Ma perché una smerigliatrice è finita sotto i riflettori? La risposta sta in un’allerta che circola da più di due anni.
PSA5: un pericolo noto da marzo 2023
Il terreno era già stato preparato. L’Office for Product Safety and Standards (OPSS) ha identificato che gli accessori a lama dentata, disponibili in vendita per l’uso con le smerigliatrici angolari, sono pericolosi. Da quel lavoro è nato il Product Safety Alert PSA5, l’allerta permanente del regolatore britannico che risale al marzo 2023.
La continuità tra quell’allerta e il caso Heimerdinger è documentata. Secondo l’UK Office for Product Safety and Standards, il respingimento alla frontiera è stato accompagnato dalla rimozione del listing da parte di Amazon e il prodotto non è conforme alla Supply of Machinery (Safety) Regulations 2008. Il caso LB183 non è un incidente isolato: è l’ultimo anello di una catena di vigilanza che parte dal marzo 2023 e arriva al luglio 2026.
Se il pericolo era noto, cosa hanno fatto i marketplace? E cosa significa per chi oggi importa utensili dalla Cina?
Tre azioni per non essere il prossimo caso
Il quadro è chiaro: le autorità vigilano, i marketplace intervengono, ma i prodotti non conformi continuano ad arrivare. Quanto costa ignorare questi segnali?
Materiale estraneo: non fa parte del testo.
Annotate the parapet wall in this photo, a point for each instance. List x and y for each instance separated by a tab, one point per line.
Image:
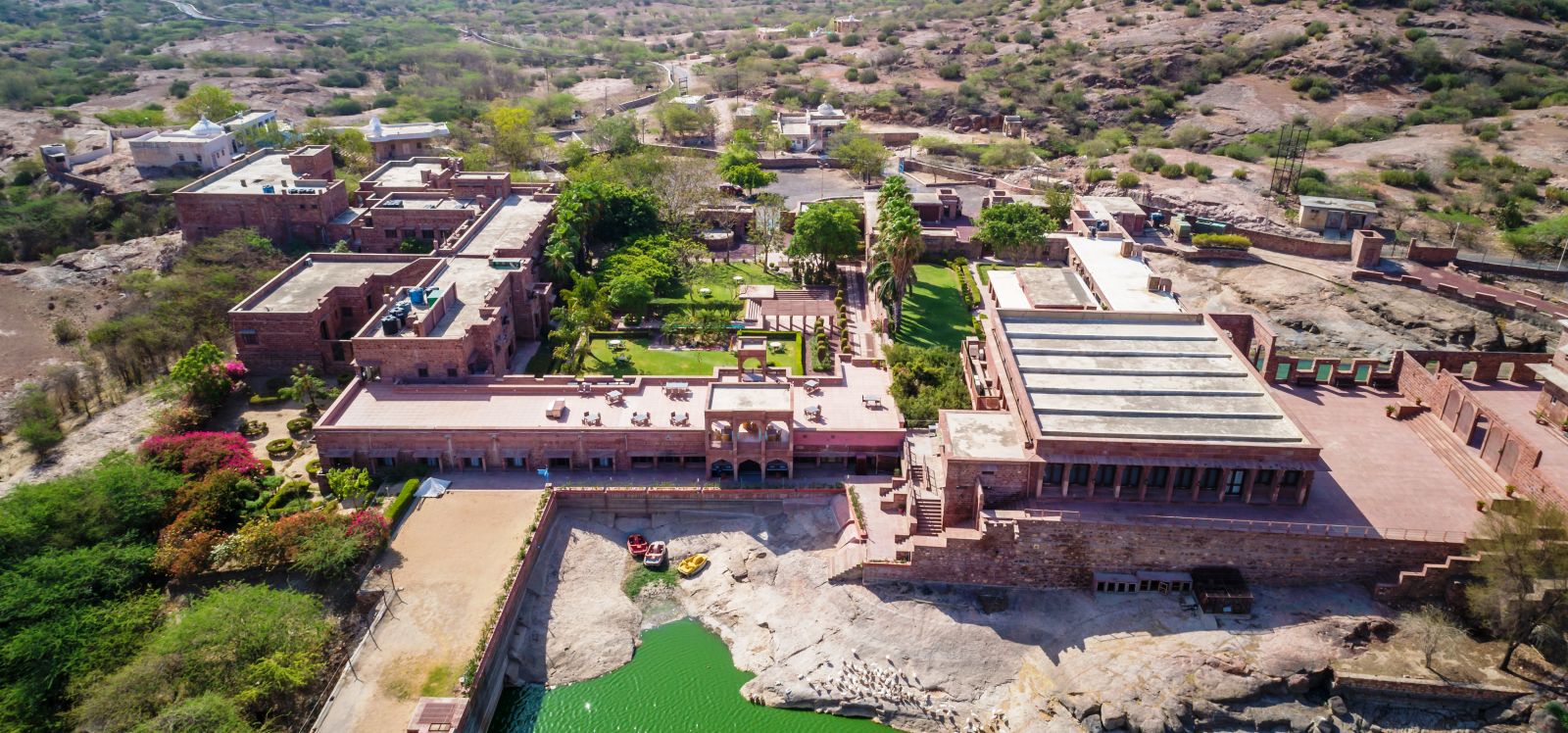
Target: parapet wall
1058	552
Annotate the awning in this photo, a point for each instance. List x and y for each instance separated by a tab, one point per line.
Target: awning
431	487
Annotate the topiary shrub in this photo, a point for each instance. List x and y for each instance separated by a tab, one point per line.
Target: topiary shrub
1222	241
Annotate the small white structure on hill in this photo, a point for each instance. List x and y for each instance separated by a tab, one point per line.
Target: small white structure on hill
204	146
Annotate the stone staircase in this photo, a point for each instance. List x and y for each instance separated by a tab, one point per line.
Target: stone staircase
1457	456
929	515
1426	583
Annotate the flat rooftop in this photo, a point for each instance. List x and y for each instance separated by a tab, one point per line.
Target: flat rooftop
404	172
1121	280
425	202
510	225
253	172
1142	376
985	434
449	406
302	290
474	280
749	397
1356	483
1053	287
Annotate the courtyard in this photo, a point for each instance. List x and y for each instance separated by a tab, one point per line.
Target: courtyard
449	560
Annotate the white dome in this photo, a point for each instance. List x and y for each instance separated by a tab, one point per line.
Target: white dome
208	128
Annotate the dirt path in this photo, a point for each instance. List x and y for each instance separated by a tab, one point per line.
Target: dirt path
451	558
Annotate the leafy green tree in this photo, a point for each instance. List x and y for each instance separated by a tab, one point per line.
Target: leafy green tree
1521	561
861	154
38	423
749	177
211	102
514	135
305	387
1013	227
250	644
349	483
827	233
198	377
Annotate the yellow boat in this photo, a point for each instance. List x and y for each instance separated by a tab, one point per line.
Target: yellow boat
690	564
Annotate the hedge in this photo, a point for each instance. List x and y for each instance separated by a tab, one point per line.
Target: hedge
400	503
1222	241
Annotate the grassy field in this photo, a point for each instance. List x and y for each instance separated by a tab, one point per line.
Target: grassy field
670	363
933	312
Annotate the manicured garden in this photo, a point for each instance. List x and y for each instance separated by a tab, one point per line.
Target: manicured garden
935	312
640	359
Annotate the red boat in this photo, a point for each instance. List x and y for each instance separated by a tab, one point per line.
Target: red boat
655	557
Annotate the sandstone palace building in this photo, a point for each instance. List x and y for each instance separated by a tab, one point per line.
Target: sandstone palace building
1113	437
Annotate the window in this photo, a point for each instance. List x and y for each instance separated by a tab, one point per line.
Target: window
1238	483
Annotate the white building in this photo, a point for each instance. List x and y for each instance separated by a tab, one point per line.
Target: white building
204	146
405	140
809	132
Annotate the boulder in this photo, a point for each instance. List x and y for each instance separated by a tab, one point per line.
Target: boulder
1113	716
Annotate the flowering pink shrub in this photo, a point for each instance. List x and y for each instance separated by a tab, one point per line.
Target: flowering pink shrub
370	528
200	453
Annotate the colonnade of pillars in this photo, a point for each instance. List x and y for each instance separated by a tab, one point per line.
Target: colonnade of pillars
1175	484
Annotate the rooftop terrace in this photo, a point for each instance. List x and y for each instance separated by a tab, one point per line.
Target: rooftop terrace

Per i costruttori, la prima azione è verificare i requisiti essenziali della Direttiva Macchine prima dell’importazione, non dopo il respingimento. La conformità non è un adempimento formale: è la condizione per superare la frontiera. Il caso LB183 mostra che il controllo avviene al confine, non in fabbrica, e che l’attesa si paga con il fermo della merce.
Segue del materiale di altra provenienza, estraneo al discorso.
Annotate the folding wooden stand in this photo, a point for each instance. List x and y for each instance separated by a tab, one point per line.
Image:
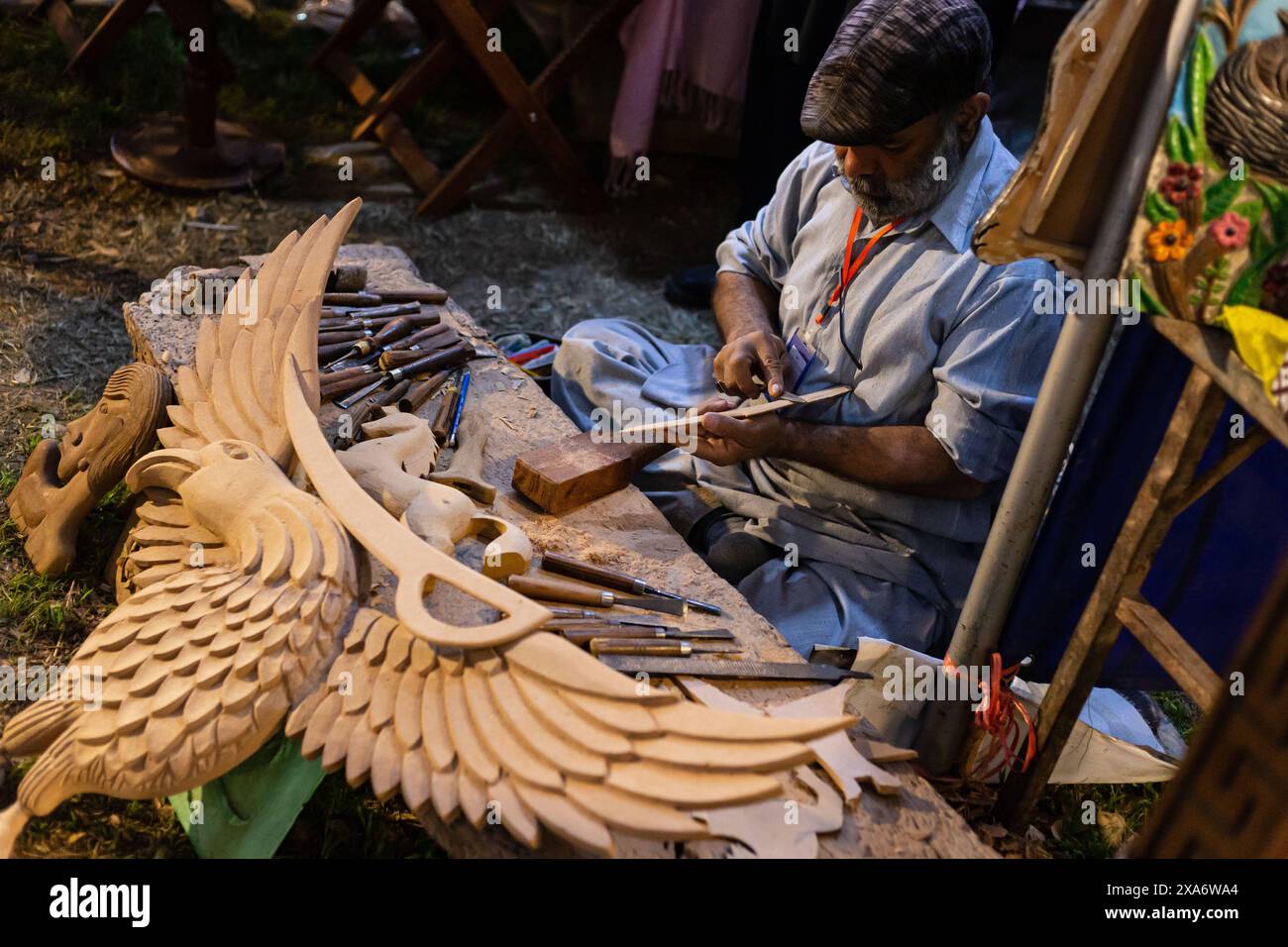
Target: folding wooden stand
462	29
1168	488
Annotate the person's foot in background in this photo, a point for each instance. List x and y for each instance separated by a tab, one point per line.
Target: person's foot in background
692	286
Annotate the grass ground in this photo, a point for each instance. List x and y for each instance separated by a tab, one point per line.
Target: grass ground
72	249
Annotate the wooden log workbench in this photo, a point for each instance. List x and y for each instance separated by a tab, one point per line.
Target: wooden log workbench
622	531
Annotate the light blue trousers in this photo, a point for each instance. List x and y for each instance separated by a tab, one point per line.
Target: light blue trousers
603	363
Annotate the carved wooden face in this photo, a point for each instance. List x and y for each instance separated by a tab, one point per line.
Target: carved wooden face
90	433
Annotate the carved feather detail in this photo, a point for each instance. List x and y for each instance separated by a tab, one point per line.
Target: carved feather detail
537	733
200	668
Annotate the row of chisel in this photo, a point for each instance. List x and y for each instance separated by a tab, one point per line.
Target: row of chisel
370	344
647	634
638	635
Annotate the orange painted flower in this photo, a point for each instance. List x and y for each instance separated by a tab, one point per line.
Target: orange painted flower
1170	240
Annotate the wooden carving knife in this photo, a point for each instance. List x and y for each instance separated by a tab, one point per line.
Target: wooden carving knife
571	592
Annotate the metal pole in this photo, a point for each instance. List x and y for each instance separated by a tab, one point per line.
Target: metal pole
1055	419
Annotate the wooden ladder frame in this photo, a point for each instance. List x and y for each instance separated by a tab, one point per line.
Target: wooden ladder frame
1168	488
460	30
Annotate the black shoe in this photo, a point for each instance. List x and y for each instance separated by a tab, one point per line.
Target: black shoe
732	553
692	286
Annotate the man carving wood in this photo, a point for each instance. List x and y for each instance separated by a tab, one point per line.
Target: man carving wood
862	515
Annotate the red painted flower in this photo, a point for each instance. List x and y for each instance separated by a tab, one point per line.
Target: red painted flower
1231	231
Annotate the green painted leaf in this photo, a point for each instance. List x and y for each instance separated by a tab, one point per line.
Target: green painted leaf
1249	210
1275	197
1247	289
1202	68
1219	197
1179	142
1157	209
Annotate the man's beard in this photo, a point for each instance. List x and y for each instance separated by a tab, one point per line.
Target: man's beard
919	191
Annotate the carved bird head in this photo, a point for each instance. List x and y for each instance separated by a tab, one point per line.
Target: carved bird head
1247	106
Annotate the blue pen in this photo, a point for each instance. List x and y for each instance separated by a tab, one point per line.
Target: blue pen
460	406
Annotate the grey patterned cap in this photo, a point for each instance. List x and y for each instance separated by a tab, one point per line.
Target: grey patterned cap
894	62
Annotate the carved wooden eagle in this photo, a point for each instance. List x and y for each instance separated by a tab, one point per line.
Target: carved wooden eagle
248	618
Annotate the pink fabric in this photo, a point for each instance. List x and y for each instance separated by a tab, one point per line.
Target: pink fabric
682	54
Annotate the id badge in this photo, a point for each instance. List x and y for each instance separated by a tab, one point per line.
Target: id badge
797	363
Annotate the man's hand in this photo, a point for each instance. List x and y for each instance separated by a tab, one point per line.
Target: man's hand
726	441
752	354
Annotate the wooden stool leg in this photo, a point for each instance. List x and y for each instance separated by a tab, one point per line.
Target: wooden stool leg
1188	433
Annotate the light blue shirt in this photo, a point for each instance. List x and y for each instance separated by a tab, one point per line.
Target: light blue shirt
941	339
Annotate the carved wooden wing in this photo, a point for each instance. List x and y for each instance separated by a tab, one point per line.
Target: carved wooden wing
233	389
537	733
189	676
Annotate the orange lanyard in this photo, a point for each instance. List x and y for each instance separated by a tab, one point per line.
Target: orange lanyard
851	269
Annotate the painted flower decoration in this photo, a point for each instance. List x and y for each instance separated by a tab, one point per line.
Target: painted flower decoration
1183	182
1170	240
1231	231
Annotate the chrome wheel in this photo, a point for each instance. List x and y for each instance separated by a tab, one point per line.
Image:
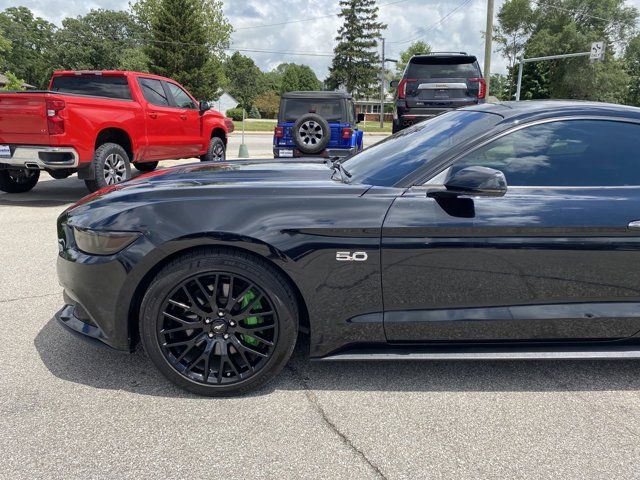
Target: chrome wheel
115	169
311	133
217	328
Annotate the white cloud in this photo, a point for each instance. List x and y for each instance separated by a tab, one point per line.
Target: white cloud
408	19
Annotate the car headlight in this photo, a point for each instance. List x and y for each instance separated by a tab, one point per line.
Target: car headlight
96	242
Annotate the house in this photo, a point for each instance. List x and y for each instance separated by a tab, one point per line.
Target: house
224	103
4	80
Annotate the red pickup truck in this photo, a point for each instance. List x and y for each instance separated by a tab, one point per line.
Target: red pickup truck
98	123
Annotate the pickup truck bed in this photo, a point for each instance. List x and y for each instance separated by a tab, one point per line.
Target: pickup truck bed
142	119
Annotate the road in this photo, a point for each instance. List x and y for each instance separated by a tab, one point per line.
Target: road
70	410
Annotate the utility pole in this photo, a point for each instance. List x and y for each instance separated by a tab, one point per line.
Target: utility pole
382	77
488	44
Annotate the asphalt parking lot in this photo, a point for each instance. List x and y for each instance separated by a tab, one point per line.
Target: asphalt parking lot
69	410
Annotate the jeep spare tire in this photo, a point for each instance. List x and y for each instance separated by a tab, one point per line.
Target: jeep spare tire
311	133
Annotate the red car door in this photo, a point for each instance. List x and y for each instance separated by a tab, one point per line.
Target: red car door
191	139
163	121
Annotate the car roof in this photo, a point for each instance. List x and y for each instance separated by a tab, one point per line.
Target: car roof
317	94
532	109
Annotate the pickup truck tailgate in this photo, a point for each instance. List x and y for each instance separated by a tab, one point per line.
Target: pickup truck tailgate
23	118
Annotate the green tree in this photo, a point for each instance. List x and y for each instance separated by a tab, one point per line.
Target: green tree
298	77
355	64
217	27
268	104
632	64
32	42
416	48
179	47
100	40
245	79
13	82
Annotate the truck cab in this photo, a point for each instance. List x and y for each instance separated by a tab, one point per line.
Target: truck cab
318	124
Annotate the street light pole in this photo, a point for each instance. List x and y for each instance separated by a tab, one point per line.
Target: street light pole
382	76
488	44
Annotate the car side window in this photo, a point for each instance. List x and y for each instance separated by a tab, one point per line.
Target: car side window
153	91
180	97
568	153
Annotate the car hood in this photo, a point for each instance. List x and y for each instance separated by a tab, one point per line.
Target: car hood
227	180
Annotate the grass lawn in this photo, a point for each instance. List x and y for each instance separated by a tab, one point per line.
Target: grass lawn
252	125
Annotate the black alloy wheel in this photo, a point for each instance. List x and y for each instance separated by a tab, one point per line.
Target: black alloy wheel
219	324
217	328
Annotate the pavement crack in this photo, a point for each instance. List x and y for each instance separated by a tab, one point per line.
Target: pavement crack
315	404
17	299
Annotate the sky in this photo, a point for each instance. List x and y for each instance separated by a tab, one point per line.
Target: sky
455	25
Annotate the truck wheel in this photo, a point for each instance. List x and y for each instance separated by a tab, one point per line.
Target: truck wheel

Per gli utilizzatori, la seconda azione è riconoscere i pericoli degli accessori. L’OPSS ha indicato gli accessori a lama dentata come pericolosi: una smerigliatrice progettata per dischi abrasivi non diventa una sega circolare montando una lama dentata. La consapevolezza passa dalla lettura delle istruzioni e dalla scelta di accessori compatibili.
Per gli organismi notificati e per chi presidia la sorveglianza del mercato, la terza azione è rafforzare i controlli sui prodotti di origine cinese. I numeri, tratti dal rapporto annuale Safety Gate 2024 della Commissione europea, sono inequivocabili: gli avvisi per prodotti originari della Cina rappresentano la quota più ampia, il 40% del totale in tutte le categorie, in crescita rispetto al 37% del 2023, e la quota raggiunge il 61% escludendo i cosmetici dall’analisi.
La risposta dei marketplace mostra che il sistema, quando attivato, funziona. Amazon si presenta come firmatario fondatore dell’EU Product Safety Pledge e dichiara di utilizzare recensioni automatizzate e umane per rimuovere proattivamente i prodotti non conformi dal proprio catalogo — azione che nel caso Heimerdinger si è concretizzata nella rimozione del listing. L’impegno assunto dai firmatari del pledge prevede la rimozione delle offerte di prodotti pericolosi nell’UE entro due giorni lavorativi dalla segnalazione delle autorità nazionali competenti.
La domanda, allora, non è se il sistema funzioni, ma se la tua azienda ha già tradotto questi segnali in procedure interne. Adeguarsi bene e per tempo alla Direttiva Macchine non è un costo: è il modo per entrare nel mercato UE/UK senza fermarsi alla frontiera.